We next conducted simulations to contrast our empirical estimates of winner’s curse against expectations for a range of genetic architectures and sample sizes. Under polygenic architectures, our results indicate that the fraction of detected variants that are weak or overestimated decreases as the number of discovered variants increase (Figure 5A), suggesting that the problem of weak instrument bias will likely reduce as GWAS sample sizes continue to grow because the fraction of instruments that are substantially overestimated due to winner’s curse will shrink.

Figure 5:

The extent of winner’s curse in complex trait GWAS. Panel A shows the fraction of discovered effect sizes that are substantially overestimated on the y-axis (the 2.5% lower bound of the absolute effect estimate is larger than the true effect size), against sample size (x-axis). Rows of plots correspond to trait heritability (h2), columns of plots correspond to a coefficient representing natural selection (S), and colours represent the polygenicity. As selection gets more positive, heritability gets lower, and sample size gets smaller, the fraction of discovery effect estimates that are overestimated grows larger. Given sufficient power the fraction of discovery SNPs that are substantially overestimated becomes very small. Panel B takes the simulated datasets used to generate panel A and superimposes the results from GWAS discovery and replication analysis of 2514 traits (black points), showing that they generally follow a pattern of polygenicity involving 10000 causal variants or fewer.

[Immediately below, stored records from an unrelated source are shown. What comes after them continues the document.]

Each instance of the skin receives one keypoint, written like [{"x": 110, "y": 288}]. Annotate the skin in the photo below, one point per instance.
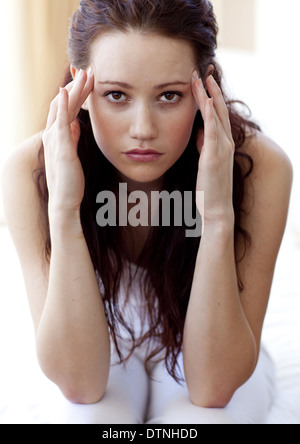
[{"x": 223, "y": 327}]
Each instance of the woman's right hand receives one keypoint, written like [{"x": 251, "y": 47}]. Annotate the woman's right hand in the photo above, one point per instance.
[{"x": 64, "y": 173}]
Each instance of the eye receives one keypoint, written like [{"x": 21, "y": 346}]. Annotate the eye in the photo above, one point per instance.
[
  {"x": 116, "y": 96},
  {"x": 171, "y": 97}
]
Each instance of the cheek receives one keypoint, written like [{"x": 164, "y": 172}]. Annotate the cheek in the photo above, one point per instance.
[{"x": 106, "y": 129}]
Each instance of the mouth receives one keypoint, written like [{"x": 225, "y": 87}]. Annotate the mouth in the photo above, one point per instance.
[{"x": 143, "y": 155}]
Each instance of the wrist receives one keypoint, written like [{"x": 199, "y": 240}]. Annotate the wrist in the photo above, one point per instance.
[{"x": 222, "y": 223}]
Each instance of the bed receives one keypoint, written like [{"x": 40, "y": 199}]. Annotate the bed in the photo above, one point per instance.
[{"x": 27, "y": 397}]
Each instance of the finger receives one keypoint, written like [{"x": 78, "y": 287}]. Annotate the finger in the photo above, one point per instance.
[
  {"x": 54, "y": 106},
  {"x": 52, "y": 113},
  {"x": 83, "y": 86},
  {"x": 211, "y": 124},
  {"x": 200, "y": 95},
  {"x": 219, "y": 105}
]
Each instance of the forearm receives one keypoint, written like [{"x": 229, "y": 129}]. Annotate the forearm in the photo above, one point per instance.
[
  {"x": 72, "y": 338},
  {"x": 219, "y": 346}
]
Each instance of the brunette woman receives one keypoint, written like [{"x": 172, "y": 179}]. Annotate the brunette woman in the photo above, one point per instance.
[{"x": 137, "y": 322}]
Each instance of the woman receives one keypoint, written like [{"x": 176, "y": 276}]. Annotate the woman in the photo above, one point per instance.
[{"x": 137, "y": 322}]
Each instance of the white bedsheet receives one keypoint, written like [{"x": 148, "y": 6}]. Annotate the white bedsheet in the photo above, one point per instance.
[{"x": 27, "y": 397}]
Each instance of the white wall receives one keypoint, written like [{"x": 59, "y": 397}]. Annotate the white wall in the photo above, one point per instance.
[{"x": 267, "y": 80}]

Next we used these observations to infer the polygenicity of the analysed traits, by superimposing the UK Biobank results against a range of simulation scenarios. We found that the observed pattern of winner’s curse in the empirical data for the majority of traits is consistent with scenarios in which fewer than 10000 causal variants contribute to the trait (Figure 5B).

Empirical analysis of weak instrument bias in the UK Biobank

To examine the extent to which weak instrument bias, winner’s curse and sample overlap influence MR results empirically, we performed pairwise MR analysis of all 2514 traits across a range of different sample configurations using the GWAS summary data generated for these traits. Results described here are based on the IVW method, but similar trends are seen for other summary-based MR methods such as the weighted median, weighted mode or Egger regression. We conducted the MR analyses in the sample configurations described in Table 1.

View this table:

Table 1:

Sample configurations used for empirical MR analyses using GWAS summary datasets from the UK Biobank.

View this table:

Table 2:

Summary of MR analysis for age at death on duration of walks for various sample configurations.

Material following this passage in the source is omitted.